Recently, Tongyi Large Model has released CoGenAV, an innovative speech recognition technology based on the concept of audio-visual synchronization, effectively solving the problem of noise interference in speech recognition. Traditional speech recognition performs poorly in noisy environments, while CoGenAV takes a different approach by learning the temporal alignment relationships between audio-visual-text to build a more robust and universal speech representation framework, systematically improving the performance of multiple speech-centric tasks such as Voice Recognition Tasks (VSR/AVSR), Voice Reconstruction Tasks (AVSS/AVSE), and Voice Synchronization Tasks (ASD).
Technically, CoGenAV adopts a "contrastive generation synchronization" strategy. In the feature extraction phase, the model uses ResNet3D CNN to analyze the lip movements of the speaker in the video, capturing the dynamic association between sound and lip shapes. At the same time, it uses Transformer encoders to extract speech information from audio and precisely align audio-visual features. Contrastive generation synchronization training enhances the model's understanding ability through two methods – contrastive synchronization and generative synchronization. Contrastive synchronization uses the Seq2Seq Contrastive Learning method to strengthen the correspondence between audio and video features and introduces ReLU activation functions to filter out interference frames. Generative synchronization leverages pre-trained ASR models to align audio-visual features with their acoustic-text representations and designs lightweight adaptation modules to improve cross-modal fusion efficiency.

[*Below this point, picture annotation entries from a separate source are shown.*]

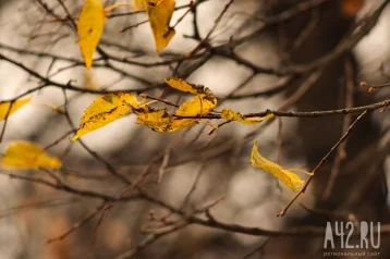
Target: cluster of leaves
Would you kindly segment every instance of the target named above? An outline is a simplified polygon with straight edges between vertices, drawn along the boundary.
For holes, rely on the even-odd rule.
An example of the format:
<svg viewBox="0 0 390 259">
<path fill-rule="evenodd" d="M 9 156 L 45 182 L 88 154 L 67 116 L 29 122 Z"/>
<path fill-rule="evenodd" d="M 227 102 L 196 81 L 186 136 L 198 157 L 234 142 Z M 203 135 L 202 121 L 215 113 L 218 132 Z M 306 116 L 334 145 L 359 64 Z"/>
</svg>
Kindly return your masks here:
<svg viewBox="0 0 390 259">
<path fill-rule="evenodd" d="M 130 5 L 134 11 L 147 11 L 153 29 L 156 49 L 161 51 L 174 36 L 174 28 L 169 26 L 174 0 L 135 0 Z M 119 7 L 103 8 L 102 0 L 86 0 L 78 16 L 78 45 L 87 69 L 92 67 L 94 53 L 105 29 L 106 12 Z"/>
<path fill-rule="evenodd" d="M 138 100 L 136 96 L 130 92 L 100 96 L 85 110 L 72 141 L 130 113 L 137 115 L 138 124 L 144 124 L 155 132 L 171 133 L 191 127 L 197 124 L 203 116 L 215 112 L 214 109 L 218 101 L 209 88 L 190 84 L 181 78 L 168 78 L 166 83 L 170 87 L 182 92 L 192 94 L 194 97 L 180 106 L 175 106 L 175 111 L 169 113 L 167 108 L 156 109 L 153 107 L 159 100 L 146 103 L 147 98 L 145 96 L 142 100 Z M 0 119 L 7 119 L 29 101 L 31 98 L 28 97 L 12 103 L 2 103 L 0 106 Z M 256 124 L 273 116 L 273 114 L 268 114 L 264 118 L 245 118 L 243 114 L 234 112 L 229 108 L 224 108 L 219 113 L 221 119 L 229 122 L 236 121 L 242 124 Z M 208 124 L 210 125 L 210 123 Z M 47 155 L 45 149 L 38 145 L 24 140 L 11 143 L 2 157 L 1 163 L 5 166 L 17 169 L 47 168 L 57 170 L 62 165 L 62 162 L 58 158 Z M 257 141 L 252 150 L 251 164 L 271 173 L 294 192 L 298 192 L 304 186 L 304 181 L 296 174 L 264 158 L 258 152 Z"/>
</svg>

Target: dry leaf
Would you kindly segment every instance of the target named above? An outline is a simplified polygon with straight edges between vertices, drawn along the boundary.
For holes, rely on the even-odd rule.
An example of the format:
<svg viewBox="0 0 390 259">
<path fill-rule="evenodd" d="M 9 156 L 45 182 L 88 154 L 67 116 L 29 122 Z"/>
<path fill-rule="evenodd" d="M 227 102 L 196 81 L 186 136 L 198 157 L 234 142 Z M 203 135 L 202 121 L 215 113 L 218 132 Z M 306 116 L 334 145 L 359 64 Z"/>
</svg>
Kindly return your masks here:
<svg viewBox="0 0 390 259">
<path fill-rule="evenodd" d="M 72 138 L 72 141 L 124 116 L 139 104 L 141 102 L 135 96 L 126 92 L 108 94 L 97 98 L 84 111 L 78 131 Z"/>
<path fill-rule="evenodd" d="M 256 124 L 264 121 L 267 121 L 273 116 L 272 113 L 267 114 L 265 116 L 252 116 L 252 118 L 245 118 L 240 112 L 234 112 L 229 108 L 224 108 L 221 113 L 221 118 L 228 121 L 236 121 L 242 124 Z"/>
<path fill-rule="evenodd" d="M 12 113 L 17 111 L 24 104 L 28 103 L 31 100 L 32 100 L 31 97 L 26 97 L 24 99 L 16 100 L 12 103 L 12 107 L 11 107 L 11 101 L 0 103 L 0 121 L 4 120 L 7 118 L 7 114 L 10 116 Z M 10 110 L 10 107 L 11 107 L 11 110 Z"/>
<path fill-rule="evenodd" d="M 257 140 L 253 145 L 251 153 L 251 164 L 253 166 L 263 169 L 264 171 L 271 173 L 275 177 L 279 178 L 285 186 L 293 192 L 300 192 L 305 185 L 305 181 L 301 180 L 295 173 L 283 169 L 281 165 L 267 160 L 258 152 Z"/>
<path fill-rule="evenodd" d="M 197 94 L 207 94 L 210 95 L 210 89 L 208 89 L 207 87 L 200 86 L 200 85 L 195 85 L 195 84 L 190 84 L 188 82 L 182 79 L 182 78 L 166 78 L 166 83 L 180 91 L 184 91 L 184 92 L 191 92 L 194 95 Z"/>
<path fill-rule="evenodd" d="M 181 120 L 172 118 L 166 109 L 135 111 L 138 115 L 137 123 L 147 125 L 155 132 L 171 133 L 196 124 L 195 120 Z"/>
<path fill-rule="evenodd" d="M 131 1 L 130 7 L 134 12 L 146 10 L 145 0 L 133 0 Z"/>
<path fill-rule="evenodd" d="M 60 159 L 49 156 L 45 149 L 35 143 L 25 140 L 11 143 L 1 159 L 1 163 L 17 169 L 60 169 L 62 166 Z"/>
<path fill-rule="evenodd" d="M 200 94 L 187 100 L 183 104 L 181 104 L 178 108 L 175 115 L 179 116 L 206 115 L 210 113 L 216 106 L 217 106 L 217 98 L 209 97 L 205 94 Z"/>
<path fill-rule="evenodd" d="M 174 0 L 145 0 L 156 49 L 164 49 L 175 32 L 169 26 L 174 11 Z"/>
<path fill-rule="evenodd" d="M 78 16 L 78 45 L 87 69 L 92 67 L 95 50 L 105 29 L 105 8 L 101 0 L 86 0 Z"/>
</svg>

Thanks to these innovative technologies, CoGenAV has achieved breakthrough results on multiple benchmark datasets. In the Visual Speech Recognition (VSR) task, using only 223 hours of lip movement video training, it achieved a 20.5% Word Error Rate (WER) on the LRS2 dataset, comparable to traditional models using thousands of hours of data. In the Audio-Visual Speech Recognition (AVSR) task, combined with the Whisper Medium model, it achieved a 1.27% WER on the same dataset, setting a new SOTA record. Its performance in a 0dB noise environment increased by over 80%, significantly better than pure audio models. In the Audio Enhancement and Separation (AVSE/AVSS) tasks, as a visual feature extractor, it achieved an SDRi metric of 16.0dB in the LRS2 speech separation task, surpassing AvHuBERT by 1.6dB and Av SepFormer by 0.3dB. In the speech enhancement task, the SDRi metric was 9.0dB, better than Av HuBERT by 1.6dB. In the Active Speaker Detection (ASD) task, it achieved an average precision (mAP) of 96.3% on the Talkies dataset, leading existing methods.
CoGenAV can be directly integrated into mainstream speech recognition models such as Whisper without modification or fine-tuning to achieve visual speech recognition capabilities, reducing the deployment threshold and demonstrating excellent noise resistance and data efficiency. It significantly saves training costs and enhances the model's practicality and expansion potential. Currently, the code and models related to CoGenAV have been open-sourced on platforms such as GitHub, arivx, HuggingFace, and ModelScope for researchers and developers to use.